Muita desconfiança é patológica

Ideias

2010-09-17 às 06h00

J.A. Oliveira Rocha J.A. Oliveira Rocha

Muito se tem escrito sobre Saramago. Mas uma coisa me chocou profundamente: a ausência, no funeral, do Presidente da República, para não falar em figuras menores. É Portugal no seu melhor: Portugal conservador, invejoso, provinciano e mentecapto. O tempo vai passar e estes actores de opereta hão-de ser esquecidos. Quem se lembrará do Sousa Lara, daqui por cinquenta anos, a não ser quando se falar de Saramago?

Saramago é tão só o único prémio Nobel da língua portuguesa, escritor reconhecido em especial no mundo Ibero-americano. E que contraste entre o tacanhez de muitos políticos nacionais e as declarações de políticos espanhóis!...

Habituei-me em ver em José Saramago, a descrição de Sá de Miranda:
“Homem dum só parecer, dum só rosto e duma fé, d`antes quebrar que volver outra coisa pode ser, mas da corte homem não é.”

Saramago foi isso mesmo, um homem de antes quebrar que torcer, que esculpiu a sua vida sem cedências e com respeito pelas raízes. Mesmo quando as suas opiniões eram controversas, incutia respeito.

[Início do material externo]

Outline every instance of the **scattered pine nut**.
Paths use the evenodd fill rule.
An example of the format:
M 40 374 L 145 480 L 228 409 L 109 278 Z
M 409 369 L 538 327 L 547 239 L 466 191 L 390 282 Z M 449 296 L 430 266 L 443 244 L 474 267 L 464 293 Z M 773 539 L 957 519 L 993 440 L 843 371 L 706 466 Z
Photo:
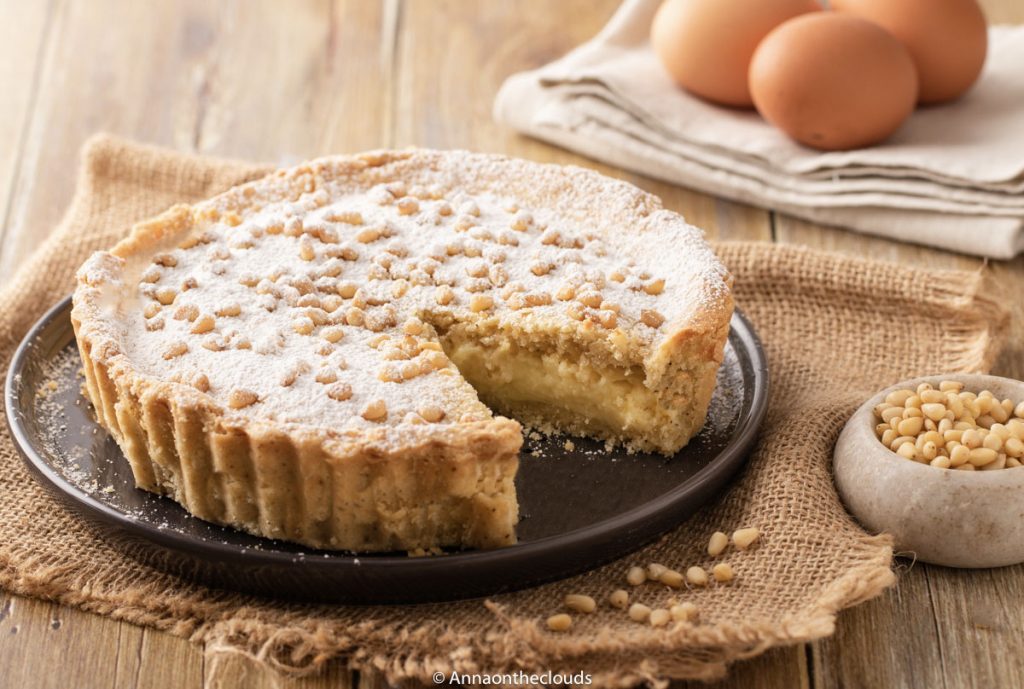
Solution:
M 666 569 L 662 572 L 662 575 L 657 577 L 657 580 L 667 587 L 672 587 L 673 589 L 682 589 L 685 578 L 681 572 L 675 569 Z
M 662 574 L 668 571 L 668 569 L 669 568 L 666 567 L 664 564 L 651 562 L 649 565 L 647 565 L 647 580 L 648 582 L 659 580 L 662 578 Z
M 608 603 L 611 604 L 611 607 L 625 610 L 630 603 L 630 594 L 625 589 L 615 589 L 608 595 Z
M 630 570 L 626 572 L 626 582 L 630 586 L 638 587 L 647 580 L 647 572 L 643 567 L 630 567 Z
M 715 580 L 720 584 L 731 582 L 734 576 L 732 573 L 732 567 L 728 562 L 719 562 L 712 568 L 711 574 L 715 577 Z
M 732 532 L 732 545 L 739 550 L 746 550 L 761 536 L 761 531 L 756 526 L 740 528 Z
M 572 627 L 572 617 L 564 612 L 548 617 L 548 629 L 552 632 L 565 632 Z
M 708 572 L 703 567 L 693 566 L 686 570 L 686 580 L 695 587 L 708 586 Z
M 665 608 L 657 608 L 650 612 L 649 621 L 651 627 L 665 627 L 671 619 L 672 613 Z
M 676 621 L 687 622 L 697 616 L 697 606 L 687 601 L 685 603 L 673 605 L 669 608 L 669 612 L 672 614 L 672 618 Z
M 593 612 L 597 609 L 597 603 L 590 596 L 569 594 L 565 597 L 565 607 L 577 612 Z
M 712 557 L 718 557 L 725 552 L 725 549 L 729 546 L 729 536 L 727 536 L 722 531 L 715 531 L 711 534 L 711 539 L 708 541 L 708 555 Z
M 630 606 L 630 619 L 637 622 L 645 622 L 650 617 L 650 608 L 643 603 L 634 603 Z

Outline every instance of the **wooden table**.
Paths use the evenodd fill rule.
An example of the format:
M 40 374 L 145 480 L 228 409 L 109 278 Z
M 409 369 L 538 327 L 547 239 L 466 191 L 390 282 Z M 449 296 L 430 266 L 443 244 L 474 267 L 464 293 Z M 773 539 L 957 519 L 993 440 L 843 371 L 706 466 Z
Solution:
M 931 267 L 965 256 L 867 239 L 625 174 L 494 123 L 509 74 L 590 38 L 617 0 L 0 3 L 0 275 L 54 226 L 79 145 L 99 130 L 275 162 L 419 144 L 579 163 L 657 193 L 713 239 L 803 244 Z M 983 2 L 1024 21 L 1022 0 Z M 1022 73 L 1024 78 L 1024 73 Z M 994 263 L 1015 301 L 996 373 L 1024 378 L 1024 258 Z M 0 278 L 2 279 L 2 278 Z M 901 562 L 899 586 L 836 635 L 733 666 L 729 687 L 1024 686 L 1024 567 Z M 0 687 L 381 685 L 334 665 L 283 680 L 181 639 L 0 592 Z

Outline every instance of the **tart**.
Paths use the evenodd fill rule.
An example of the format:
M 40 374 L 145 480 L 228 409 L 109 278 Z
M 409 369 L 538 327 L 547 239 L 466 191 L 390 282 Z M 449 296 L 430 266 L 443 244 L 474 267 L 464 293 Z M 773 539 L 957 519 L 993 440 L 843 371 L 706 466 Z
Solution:
M 140 488 L 357 552 L 514 543 L 520 421 L 675 453 L 732 313 L 729 274 L 656 198 L 431 150 L 176 206 L 90 257 L 74 304 Z

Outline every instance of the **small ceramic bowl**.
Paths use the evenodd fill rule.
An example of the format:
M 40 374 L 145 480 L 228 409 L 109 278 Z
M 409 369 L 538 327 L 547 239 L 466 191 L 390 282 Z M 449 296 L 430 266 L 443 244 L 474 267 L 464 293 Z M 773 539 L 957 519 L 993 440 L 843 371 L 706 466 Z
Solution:
M 904 459 L 874 434 L 873 408 L 893 390 L 959 381 L 1024 399 L 1024 383 L 995 376 L 928 376 L 904 381 L 868 399 L 836 443 L 836 487 L 867 529 L 888 532 L 899 553 L 949 567 L 999 567 L 1024 562 L 1024 467 L 993 471 L 938 469 Z

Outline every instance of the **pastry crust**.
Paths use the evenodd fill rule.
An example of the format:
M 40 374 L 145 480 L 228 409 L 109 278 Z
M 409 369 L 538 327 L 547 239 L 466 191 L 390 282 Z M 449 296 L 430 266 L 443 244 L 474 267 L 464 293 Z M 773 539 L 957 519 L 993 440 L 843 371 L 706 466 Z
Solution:
M 424 186 L 431 180 L 436 182 L 436 188 Z M 392 190 L 388 191 L 389 188 Z M 467 220 L 465 213 L 451 208 L 444 213 L 447 200 L 459 195 L 470 200 L 462 205 L 468 203 L 472 208 L 476 206 L 475 199 L 485 207 L 500 202 L 507 205 L 508 199 L 514 199 L 516 205 L 534 209 L 535 213 L 543 210 L 547 215 L 541 215 L 548 220 L 542 222 L 541 215 L 535 220 L 519 209 L 495 210 L 492 217 L 485 208 L 482 216 L 476 216 L 479 220 Z M 358 349 L 376 356 L 365 343 L 377 347 L 373 342 L 381 336 L 390 337 L 392 343 L 399 338 L 404 338 L 407 344 L 419 342 L 421 349 L 412 360 L 434 363 L 417 363 L 420 369 L 413 367 L 415 381 L 402 381 L 400 376 L 398 380 L 389 378 L 394 375 L 389 373 L 392 364 L 383 359 L 376 375 L 364 364 L 342 362 L 341 373 L 333 375 L 348 377 L 352 384 L 344 383 L 349 388 L 348 396 L 336 397 L 339 401 L 334 405 L 319 397 L 307 400 L 303 396 L 313 394 L 310 390 L 322 389 L 312 382 L 302 388 L 304 392 L 297 391 L 298 385 L 286 389 L 285 383 L 280 390 L 264 384 L 257 392 L 243 391 L 255 400 L 250 401 L 245 395 L 238 396 L 237 390 L 229 390 L 226 383 L 221 384 L 234 379 L 217 378 L 228 374 L 204 369 L 207 359 L 203 357 L 208 355 L 189 345 L 187 336 L 182 336 L 184 342 L 175 339 L 178 333 L 187 332 L 200 337 L 199 333 L 206 332 L 203 318 L 207 315 L 211 322 L 216 322 L 211 328 L 217 329 L 207 337 L 224 339 L 220 329 L 226 318 L 214 318 L 201 308 L 203 302 L 194 306 L 188 301 L 190 295 L 216 292 L 217 278 L 213 273 L 202 273 L 203 282 L 209 278 L 209 284 L 194 285 L 194 292 L 188 291 L 187 284 L 175 285 L 175 298 L 165 304 L 166 299 L 158 292 L 163 289 L 159 287 L 161 277 L 146 282 L 150 277 L 145 271 L 153 272 L 155 262 L 160 264 L 163 260 L 167 264 L 160 264 L 155 271 L 167 282 L 179 277 L 172 265 L 178 260 L 174 256 L 186 263 L 188 256 L 206 250 L 231 257 L 238 254 L 240 261 L 246 260 L 244 256 L 251 246 L 238 249 L 232 244 L 230 249 L 224 248 L 228 239 L 256 236 L 257 242 L 259 238 L 268 242 L 264 216 L 274 209 L 287 208 L 292 217 L 299 216 L 298 226 L 304 227 L 291 238 L 296 246 L 311 242 L 309 232 L 321 231 L 322 244 L 311 243 L 310 246 L 315 246 L 310 253 L 315 255 L 313 263 L 324 265 L 330 259 L 322 261 L 316 252 L 329 245 L 338 246 L 336 241 L 330 241 L 335 230 L 323 229 L 323 222 L 317 225 L 310 220 L 312 214 L 335 208 L 336 202 L 342 206 L 348 202 L 357 205 L 368 198 L 375 198 L 375 203 L 386 207 L 385 211 L 396 218 L 393 223 L 390 220 L 383 224 L 366 223 L 384 228 L 384 234 L 390 231 L 401 239 L 401 232 L 408 232 L 409 227 L 416 232 L 455 231 L 444 228 L 458 226 L 460 222 L 473 227 L 465 230 L 471 234 L 480 227 L 486 230 L 473 234 L 492 238 L 477 243 L 485 247 L 482 255 L 473 256 L 474 252 L 464 247 L 460 250 L 462 255 L 449 261 L 449 267 L 453 271 L 458 269 L 459 275 L 476 270 L 474 258 L 481 263 L 488 259 L 493 265 L 499 265 L 506 260 L 504 254 L 510 253 L 509 262 L 525 261 L 522 252 L 534 241 L 537 244 L 534 258 L 548 260 L 554 266 L 550 269 L 554 273 L 578 275 L 577 292 L 603 285 L 603 290 L 596 288 L 596 291 L 603 293 L 605 303 L 587 306 L 580 301 L 583 297 L 560 300 L 555 293 L 562 283 L 550 282 L 555 276 L 538 271 L 532 272 L 536 281 L 527 275 L 519 290 L 500 289 L 497 283 L 502 281 L 494 275 L 501 275 L 501 270 L 492 270 L 493 285 L 486 291 L 477 289 L 480 281 L 474 283 L 465 276 L 449 278 L 446 284 L 439 275 L 447 274 L 444 273 L 447 267 L 431 275 L 432 281 L 441 281 L 439 284 L 417 286 L 415 281 L 394 277 L 392 273 L 397 273 L 397 267 L 388 272 L 371 264 L 371 260 L 383 264 L 377 257 L 385 252 L 367 248 L 380 245 L 386 239 L 382 238 L 360 247 L 362 254 L 351 259 L 351 265 L 345 269 L 364 266 L 371 270 L 371 277 L 357 277 L 359 287 L 374 279 L 375 284 L 391 286 L 393 294 L 401 292 L 402 296 L 395 297 L 392 304 L 367 306 L 356 325 L 350 317 L 346 320 L 345 309 L 349 307 L 336 306 L 327 313 L 325 306 L 313 309 L 322 312 L 322 316 L 307 309 L 321 320 L 312 321 L 315 329 L 312 333 L 304 320 L 295 321 L 295 328 L 308 336 L 331 327 L 348 333 L 334 347 L 322 343 L 325 361 L 334 354 L 332 349 L 342 353 Z M 416 206 L 417 210 L 407 214 L 400 204 L 409 199 L 420 201 L 410 203 L 409 207 Z M 337 210 L 332 212 L 337 214 Z M 509 231 L 522 238 L 520 254 L 512 246 L 502 244 L 506 235 L 501 231 L 486 229 L 487 222 L 497 222 L 494 218 L 504 212 L 511 218 L 513 229 Z M 376 211 L 365 210 L 362 214 L 369 217 L 373 213 Z M 413 219 L 402 220 L 407 215 Z M 488 217 L 492 219 L 485 222 L 483 218 Z M 552 227 L 542 225 L 552 225 L 551 219 L 562 223 L 559 225 L 562 234 L 548 242 L 554 236 Z M 415 220 L 418 224 L 403 225 L 399 220 Z M 480 224 L 474 227 L 473 222 Z M 366 226 L 360 223 L 354 223 L 354 227 L 344 224 L 344 228 L 361 231 L 359 227 Z M 519 228 L 523 224 L 528 226 Z M 289 226 L 285 223 L 275 242 L 285 241 Z M 256 232 L 254 227 L 260 231 Z M 509 236 L 515 239 L 514 234 Z M 467 247 L 473 241 L 467 240 Z M 395 242 L 387 245 L 387 252 L 411 264 L 418 253 L 426 252 L 417 248 L 415 236 L 409 240 L 412 249 L 395 246 Z M 666 258 L 666 252 L 671 250 L 677 252 L 679 265 L 674 266 Z M 300 247 L 300 251 L 309 250 Z M 451 251 L 450 248 L 449 254 Z M 556 253 L 544 253 L 549 251 Z M 609 251 L 615 255 L 609 256 Z M 161 258 L 168 255 L 172 258 Z M 558 257 L 563 255 L 568 258 L 559 262 L 562 259 Z M 388 259 L 388 263 L 392 260 Z M 594 270 L 607 272 L 615 261 L 622 263 L 623 270 L 633 271 L 632 292 L 602 283 L 591 274 Z M 208 262 L 200 263 L 206 266 Z M 581 266 L 579 270 L 573 267 L 575 264 Z M 284 282 L 287 279 L 286 275 Z M 569 284 L 572 278 L 559 279 Z M 589 282 L 581 284 L 581 279 Z M 659 279 L 664 281 L 662 285 L 657 285 Z M 624 278 L 623 284 L 628 282 Z M 335 283 L 340 285 L 338 279 Z M 394 288 L 396 283 L 400 289 Z M 509 287 L 509 281 L 505 283 L 501 287 Z M 328 284 L 329 281 L 317 282 L 316 294 L 322 293 L 322 287 L 331 291 L 333 305 L 340 298 L 333 297 L 335 286 L 324 287 Z M 99 252 L 83 265 L 72 321 L 84 362 L 88 396 L 96 407 L 99 423 L 124 450 L 139 487 L 171 497 L 202 519 L 315 548 L 360 552 L 492 548 L 515 541 L 518 513 L 514 476 L 521 430 L 515 421 L 492 416 L 476 400 L 475 393 L 461 380 L 452 362 L 445 359 L 438 363 L 437 359 L 444 357 L 436 349 L 426 348 L 423 342 L 443 343 L 453 354 L 460 342 L 469 342 L 483 343 L 485 348 L 504 343 L 507 350 L 529 352 L 530 356 L 542 353 L 561 356 L 579 364 L 571 370 L 571 376 L 577 378 L 618 372 L 622 381 L 614 382 L 620 386 L 617 389 L 633 386 L 643 403 L 654 405 L 668 422 L 650 429 L 610 426 L 602 429 L 590 427 L 589 419 L 573 411 L 571 404 L 561 413 L 551 400 L 541 400 L 536 405 L 521 404 L 521 400 L 506 404 L 500 394 L 496 398 L 488 394 L 487 401 L 499 410 L 518 412 L 532 422 L 547 418 L 562 429 L 608 437 L 641 449 L 672 453 L 685 444 L 703 423 L 732 312 L 729 285 L 729 275 L 699 232 L 679 216 L 663 210 L 654 197 L 629 184 L 578 168 L 543 166 L 497 156 L 465 152 L 375 152 L 322 159 L 281 171 L 208 202 L 178 206 L 140 223 L 110 252 Z M 538 286 L 547 287 L 542 292 Z M 424 310 L 425 290 L 433 294 L 442 288 L 454 291 L 452 304 Z M 344 292 L 340 288 L 337 291 Z M 534 302 L 527 300 L 537 294 L 548 296 Z M 617 302 L 607 303 L 613 297 Z M 349 298 L 359 297 L 356 294 Z M 295 310 L 300 308 L 297 304 L 303 303 L 301 297 L 298 301 L 289 299 L 292 299 L 290 293 L 280 297 L 281 308 L 273 312 Z M 481 303 L 487 305 L 478 309 Z M 158 311 L 163 308 L 164 315 L 142 318 L 139 312 L 143 305 L 150 304 Z M 169 313 L 172 307 L 177 309 L 174 318 Z M 374 330 L 377 325 L 372 318 L 380 312 L 387 315 L 389 307 L 397 317 L 382 316 L 379 329 Z M 248 308 L 245 304 L 244 309 Z M 181 316 L 182 312 L 185 315 Z M 611 327 L 608 313 L 615 315 Z M 260 317 L 264 316 L 269 317 L 265 313 Z M 161 318 L 160 332 L 143 333 L 157 317 Z M 242 316 L 236 313 L 236 317 L 244 318 L 245 313 Z M 410 319 L 415 320 L 413 326 Z M 380 335 L 366 340 L 371 331 Z M 417 335 L 414 337 L 410 332 Z M 287 337 L 280 336 L 286 353 L 305 346 L 302 344 L 305 341 L 299 339 L 295 342 L 300 344 L 293 346 L 293 338 L 296 336 L 291 332 Z M 353 343 L 346 344 L 349 340 Z M 152 350 L 168 343 L 172 348 L 182 347 L 184 352 L 173 353 L 177 349 L 165 352 L 163 359 L 168 359 L 165 365 Z M 237 347 L 231 351 L 234 353 L 222 359 L 241 361 L 242 358 L 231 357 L 249 357 L 245 359 L 248 361 L 255 356 L 250 352 L 240 353 Z M 272 352 L 266 357 L 267 361 L 274 359 Z M 366 360 L 378 363 L 377 359 Z M 273 364 L 267 365 L 273 369 Z M 297 371 L 300 372 L 297 375 L 312 375 L 302 373 L 305 370 Z M 409 375 L 408 368 L 395 371 Z M 197 376 L 202 375 L 205 380 L 207 374 L 213 382 L 199 384 Z M 486 372 L 481 375 L 490 376 Z M 420 389 L 417 385 L 431 391 L 441 390 L 437 393 L 441 395 L 439 407 L 432 407 L 430 413 L 409 407 L 409 399 L 422 394 L 416 392 Z M 409 390 L 413 392 L 407 394 Z M 389 414 L 383 419 L 370 418 L 366 411 L 369 407 L 364 406 L 361 418 L 357 418 L 364 401 L 375 395 L 380 397 L 375 401 L 385 403 Z M 304 418 L 302 410 L 307 405 L 311 411 Z M 331 412 L 325 417 L 322 408 Z M 432 418 L 438 413 L 442 421 Z

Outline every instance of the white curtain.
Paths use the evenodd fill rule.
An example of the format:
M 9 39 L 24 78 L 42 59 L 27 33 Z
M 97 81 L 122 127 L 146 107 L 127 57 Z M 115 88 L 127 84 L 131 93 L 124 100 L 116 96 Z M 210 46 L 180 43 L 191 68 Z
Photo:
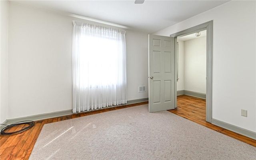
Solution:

Tal como outros na nossa história. Tal como Afonso de Albuquerque que estruturou o império português do Oriente e acabou demitido devido à intriga na Corte de Lisboa, vindo a morrer ao largo de Goa.

Tal como o Padre António Vieira que passou a vida a tentar dar um rumo ao país saído da Restauração, mas que passou três anos nos calabouços de Inquisição e morreu esquecido no sertão brasileiro. Tal como Herculano que se retirou para vale de Lobos. E outros, não muitos. Mas são estes e só estes que explicam e justificam a continuação deste país. Quem se irá lembrar do Gama (Jaime) ou do Cavaco (Aníbal) daqui por alguns anos. São epifenómenos que apenas se preocupam em gerir os seus interesses e a sua carreira.

Quem se lembra hoje dos presidentes do Parlamento do século XIX e dos presidentes do Conselho de Ministros? E se alguns ficaram na memória foi pelos maus motivos: ou porque proibiram as conferências do casino ou porque foram objectos de chacota ou sarcasmo por parte de escritores como Eça de Queiroz ou Oliveira Martins. A história tem esta característica: decanta o acessório e memoriza o essencial e é este essencial que constitui a cultura dos povos. E concerteza decantará estas figuras medíocres que colocaram acima da dignidade nacional as férias com a família, as questiúnculas pessoais e os calculismos eleitorais.